The holidays are eating me alive, but I leave you with these things to wonder about until after the rush:

- North Dakota is becoming one big, beautiful and sad Wunderkammer (to read about it, click on the link at the right). Here is a beautiful book on same, from photographer Steve Fitch.

- The largest diamond ever found was over 3,000 carats. So if you're thinking of buying someone diamonds for Christmas, think on that before you blow your pocketbook (more on this topic after the holidays).

- Give the gift of weirdness: shopdropping at Christmastime.

- Chickens prefer to lay eggs in nests that already have eggs. Thus the age-old use of porcelain/clay/stone eggs, leading to more decorative specimens.

On a less savory note (caution: if squeamish or lacking weird humor, stop here):

- Quotes from a 5-year-old:
"The god of the creek has shorts and a see-through suitcase with swim stuff inside it, just in case the water gets too deep."
"I think your butt-hole is secretly elastic." (This from the author of the Butt Trilogy)

- If you have not heard of the Benny Lava phenomenon, here's your chance, complete with lexicon analysis, plus MySpace page and so on - but it's not funny. No, really.

Okay, that's all the weirdness in my brain at the moment. The rest is steeped in holiday etceteras. I hope you all have an excellent period of excess and twinkling lights.


HibiscuitsGirl said...

Those photos of North Dakota remind me of Terry Gilliam's "Tideland" which, if you haven't seen it, you should.

Barry Pike said...

Benny Lava was hilarious...and I had not seen it.

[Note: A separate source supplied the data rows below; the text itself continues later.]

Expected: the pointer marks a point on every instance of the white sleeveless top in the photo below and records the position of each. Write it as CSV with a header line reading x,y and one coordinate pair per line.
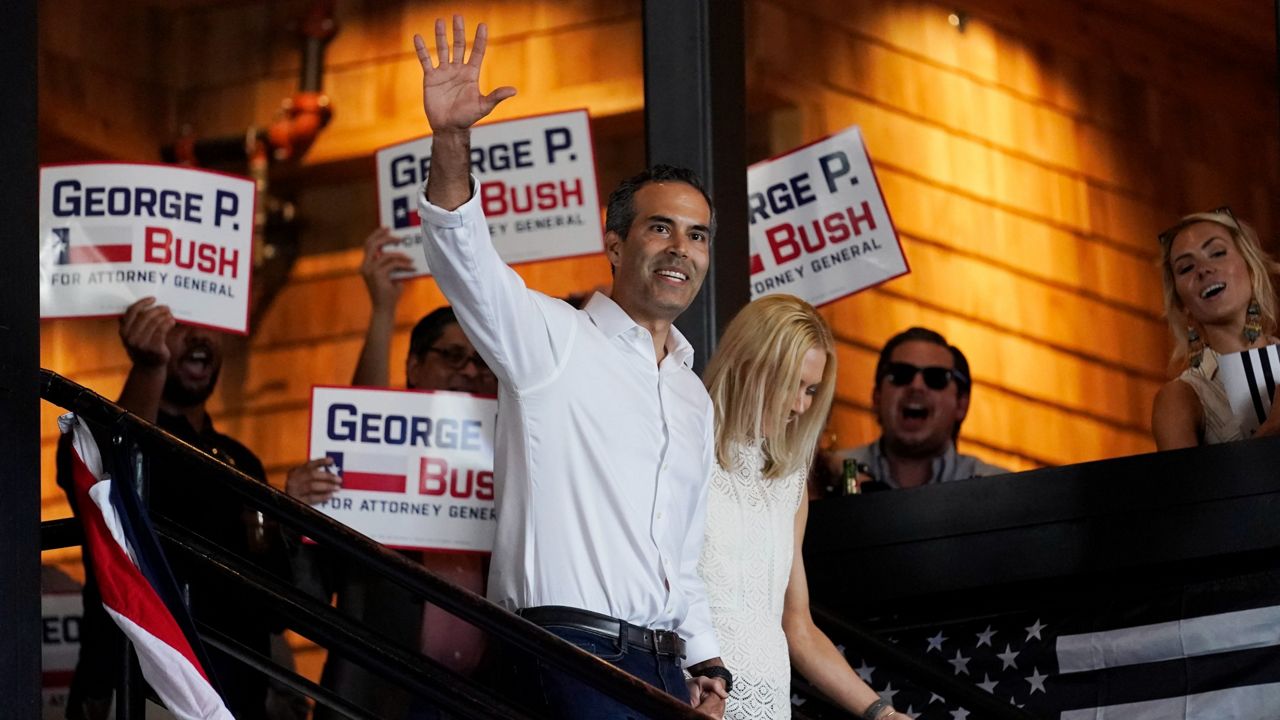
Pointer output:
x,y
1220,425
745,564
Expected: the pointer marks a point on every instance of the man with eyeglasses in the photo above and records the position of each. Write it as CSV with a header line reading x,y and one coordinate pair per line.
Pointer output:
x,y
439,358
920,399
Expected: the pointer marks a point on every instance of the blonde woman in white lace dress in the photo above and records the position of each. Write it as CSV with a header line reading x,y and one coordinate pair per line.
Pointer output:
x,y
1219,299
772,381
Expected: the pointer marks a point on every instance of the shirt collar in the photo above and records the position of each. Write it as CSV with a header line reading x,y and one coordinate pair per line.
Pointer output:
x,y
613,322
942,466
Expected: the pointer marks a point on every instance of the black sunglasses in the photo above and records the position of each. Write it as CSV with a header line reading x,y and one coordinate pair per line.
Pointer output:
x,y
457,358
1166,237
935,377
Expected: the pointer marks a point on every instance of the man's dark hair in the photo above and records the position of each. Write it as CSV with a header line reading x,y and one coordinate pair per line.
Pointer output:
x,y
964,381
622,210
430,328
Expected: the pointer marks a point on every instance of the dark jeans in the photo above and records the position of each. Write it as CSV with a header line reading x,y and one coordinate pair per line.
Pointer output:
x,y
563,696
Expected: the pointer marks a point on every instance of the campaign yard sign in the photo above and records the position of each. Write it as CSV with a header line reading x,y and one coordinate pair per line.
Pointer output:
x,y
60,615
819,228
416,468
112,233
536,187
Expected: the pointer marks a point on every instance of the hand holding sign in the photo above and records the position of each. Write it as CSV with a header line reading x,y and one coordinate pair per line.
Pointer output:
x,y
144,331
380,269
312,482
451,91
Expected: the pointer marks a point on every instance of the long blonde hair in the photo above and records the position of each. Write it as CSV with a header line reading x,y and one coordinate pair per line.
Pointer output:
x,y
754,376
1261,268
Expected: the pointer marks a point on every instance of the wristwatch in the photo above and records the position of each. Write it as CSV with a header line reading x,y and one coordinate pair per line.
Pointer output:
x,y
718,671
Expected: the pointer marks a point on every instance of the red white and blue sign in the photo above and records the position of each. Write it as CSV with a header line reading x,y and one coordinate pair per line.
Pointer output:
x,y
819,228
112,233
416,468
536,187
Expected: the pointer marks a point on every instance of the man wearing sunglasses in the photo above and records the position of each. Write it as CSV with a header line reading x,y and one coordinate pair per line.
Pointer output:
x,y
920,399
439,358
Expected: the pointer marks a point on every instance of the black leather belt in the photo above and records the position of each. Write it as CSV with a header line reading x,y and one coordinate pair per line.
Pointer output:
x,y
659,642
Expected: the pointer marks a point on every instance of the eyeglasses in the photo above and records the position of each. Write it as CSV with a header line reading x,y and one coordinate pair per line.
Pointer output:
x,y
935,377
457,358
1166,237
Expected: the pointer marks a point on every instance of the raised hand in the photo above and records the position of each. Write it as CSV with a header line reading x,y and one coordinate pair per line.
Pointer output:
x,y
144,329
312,482
451,90
379,267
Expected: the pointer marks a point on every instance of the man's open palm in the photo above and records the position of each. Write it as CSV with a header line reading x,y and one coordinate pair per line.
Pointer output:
x,y
451,90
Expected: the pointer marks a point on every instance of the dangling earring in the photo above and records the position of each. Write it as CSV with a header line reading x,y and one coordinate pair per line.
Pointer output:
x,y
1252,322
1194,347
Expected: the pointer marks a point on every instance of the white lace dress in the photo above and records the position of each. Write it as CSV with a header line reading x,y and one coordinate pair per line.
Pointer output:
x,y
745,564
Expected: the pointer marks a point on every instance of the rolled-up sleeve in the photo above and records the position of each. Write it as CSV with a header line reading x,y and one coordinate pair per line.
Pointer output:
x,y
698,630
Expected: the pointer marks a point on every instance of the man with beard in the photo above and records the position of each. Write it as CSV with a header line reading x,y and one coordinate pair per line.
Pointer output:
x,y
603,438
920,399
174,370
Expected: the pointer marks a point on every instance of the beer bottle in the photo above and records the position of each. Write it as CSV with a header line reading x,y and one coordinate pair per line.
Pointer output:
x,y
850,477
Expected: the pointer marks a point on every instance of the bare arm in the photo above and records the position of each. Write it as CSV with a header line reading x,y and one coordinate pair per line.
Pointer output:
x,y
144,329
812,651
373,369
1176,417
453,103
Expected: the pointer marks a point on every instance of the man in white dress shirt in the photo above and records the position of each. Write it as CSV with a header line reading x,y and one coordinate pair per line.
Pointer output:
x,y
604,432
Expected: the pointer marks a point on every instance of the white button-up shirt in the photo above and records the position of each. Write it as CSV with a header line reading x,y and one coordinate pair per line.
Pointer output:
x,y
603,454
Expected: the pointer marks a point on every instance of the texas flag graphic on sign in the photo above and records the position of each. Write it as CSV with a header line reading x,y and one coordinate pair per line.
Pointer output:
x,y
110,245
378,473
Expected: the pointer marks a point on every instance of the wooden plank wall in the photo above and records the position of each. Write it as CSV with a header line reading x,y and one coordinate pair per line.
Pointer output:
x,y
1028,163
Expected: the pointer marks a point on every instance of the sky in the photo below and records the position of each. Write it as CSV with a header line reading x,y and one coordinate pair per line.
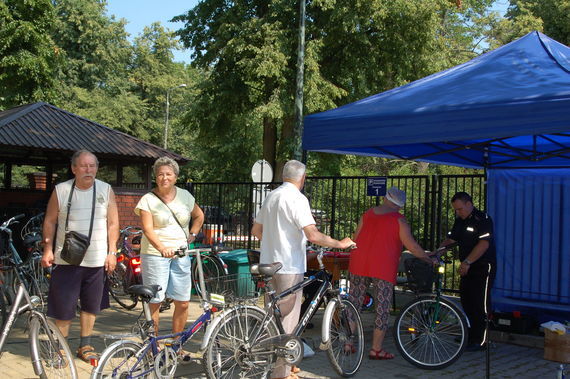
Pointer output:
x,y
141,13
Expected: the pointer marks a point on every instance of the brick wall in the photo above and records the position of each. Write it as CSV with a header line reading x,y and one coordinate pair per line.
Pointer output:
x,y
126,202
13,202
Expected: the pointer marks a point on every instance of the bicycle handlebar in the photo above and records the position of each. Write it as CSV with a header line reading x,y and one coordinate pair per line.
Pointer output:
x,y
128,231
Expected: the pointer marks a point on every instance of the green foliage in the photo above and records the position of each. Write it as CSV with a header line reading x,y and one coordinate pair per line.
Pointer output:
x,y
95,47
354,49
29,57
553,15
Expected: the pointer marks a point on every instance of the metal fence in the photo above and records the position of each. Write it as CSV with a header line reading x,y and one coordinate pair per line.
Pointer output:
x,y
337,204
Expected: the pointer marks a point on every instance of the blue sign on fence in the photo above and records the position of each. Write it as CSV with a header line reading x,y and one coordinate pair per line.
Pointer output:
x,y
376,186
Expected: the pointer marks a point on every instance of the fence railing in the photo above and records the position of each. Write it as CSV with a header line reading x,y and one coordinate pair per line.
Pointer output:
x,y
338,203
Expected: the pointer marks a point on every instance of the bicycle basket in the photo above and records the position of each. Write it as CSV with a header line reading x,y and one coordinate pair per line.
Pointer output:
x,y
420,275
231,288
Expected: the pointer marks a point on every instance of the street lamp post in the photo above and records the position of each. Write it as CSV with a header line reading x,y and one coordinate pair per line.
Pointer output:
x,y
167,110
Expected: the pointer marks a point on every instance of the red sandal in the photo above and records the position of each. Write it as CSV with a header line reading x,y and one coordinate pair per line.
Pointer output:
x,y
379,355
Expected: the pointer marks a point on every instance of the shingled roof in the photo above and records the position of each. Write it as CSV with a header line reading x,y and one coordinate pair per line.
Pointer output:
x,y
42,128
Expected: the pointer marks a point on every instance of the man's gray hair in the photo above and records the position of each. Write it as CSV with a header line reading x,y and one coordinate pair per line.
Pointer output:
x,y
293,170
165,161
78,153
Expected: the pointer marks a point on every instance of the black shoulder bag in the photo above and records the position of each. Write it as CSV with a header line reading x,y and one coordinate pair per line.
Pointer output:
x,y
76,244
171,211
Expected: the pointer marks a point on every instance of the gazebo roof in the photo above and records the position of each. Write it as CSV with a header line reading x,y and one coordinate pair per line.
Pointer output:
x,y
41,129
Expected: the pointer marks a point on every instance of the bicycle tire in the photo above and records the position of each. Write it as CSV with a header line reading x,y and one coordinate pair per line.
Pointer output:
x,y
212,267
428,335
121,356
227,356
31,285
346,348
118,288
3,307
51,356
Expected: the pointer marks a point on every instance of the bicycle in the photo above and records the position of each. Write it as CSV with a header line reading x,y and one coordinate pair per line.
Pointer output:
x,y
50,354
245,340
31,235
127,272
128,359
213,266
431,331
30,273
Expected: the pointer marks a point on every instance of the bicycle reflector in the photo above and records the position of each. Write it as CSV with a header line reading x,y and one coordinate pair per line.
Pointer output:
x,y
136,263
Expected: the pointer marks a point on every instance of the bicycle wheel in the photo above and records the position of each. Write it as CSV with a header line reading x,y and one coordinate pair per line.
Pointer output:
x,y
119,360
117,287
229,352
346,347
3,307
430,334
31,285
212,267
42,275
50,353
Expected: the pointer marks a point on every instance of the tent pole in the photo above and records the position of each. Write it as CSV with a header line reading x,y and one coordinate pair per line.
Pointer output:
x,y
488,337
299,84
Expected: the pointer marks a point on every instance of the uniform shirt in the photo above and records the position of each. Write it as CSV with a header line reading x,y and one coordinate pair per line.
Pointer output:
x,y
164,225
478,226
284,214
80,219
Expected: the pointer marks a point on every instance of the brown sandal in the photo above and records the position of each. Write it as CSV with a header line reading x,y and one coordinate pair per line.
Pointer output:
x,y
87,353
379,355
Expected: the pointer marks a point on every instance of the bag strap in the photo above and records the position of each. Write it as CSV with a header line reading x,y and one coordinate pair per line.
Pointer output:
x,y
92,207
171,211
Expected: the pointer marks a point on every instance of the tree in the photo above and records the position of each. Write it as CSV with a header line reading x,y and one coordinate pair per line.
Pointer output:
x,y
95,46
29,57
354,49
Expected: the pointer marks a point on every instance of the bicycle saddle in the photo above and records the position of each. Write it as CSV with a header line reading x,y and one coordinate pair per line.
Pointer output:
x,y
265,269
144,292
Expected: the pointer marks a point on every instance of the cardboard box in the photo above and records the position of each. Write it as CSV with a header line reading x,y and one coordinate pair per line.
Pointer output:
x,y
557,346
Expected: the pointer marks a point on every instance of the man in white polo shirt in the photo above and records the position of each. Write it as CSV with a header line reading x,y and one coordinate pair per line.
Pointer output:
x,y
284,224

Truly, this is a Cabinet of Wonders.

Merry Christmas!

Wood said...

I hope those shopdropper don't get arrested on suspicions of terrorism... I wouldn't be surprised.

D said...

The photos...beautiful. Thank you for the link.

bioephemera said...

Thank you for the National Geographic link - it's eerily similar to the country where I grew up. It is truly hard to explain what growing up in such a place is like, to people who have never seen a way of life disappearing in realtime.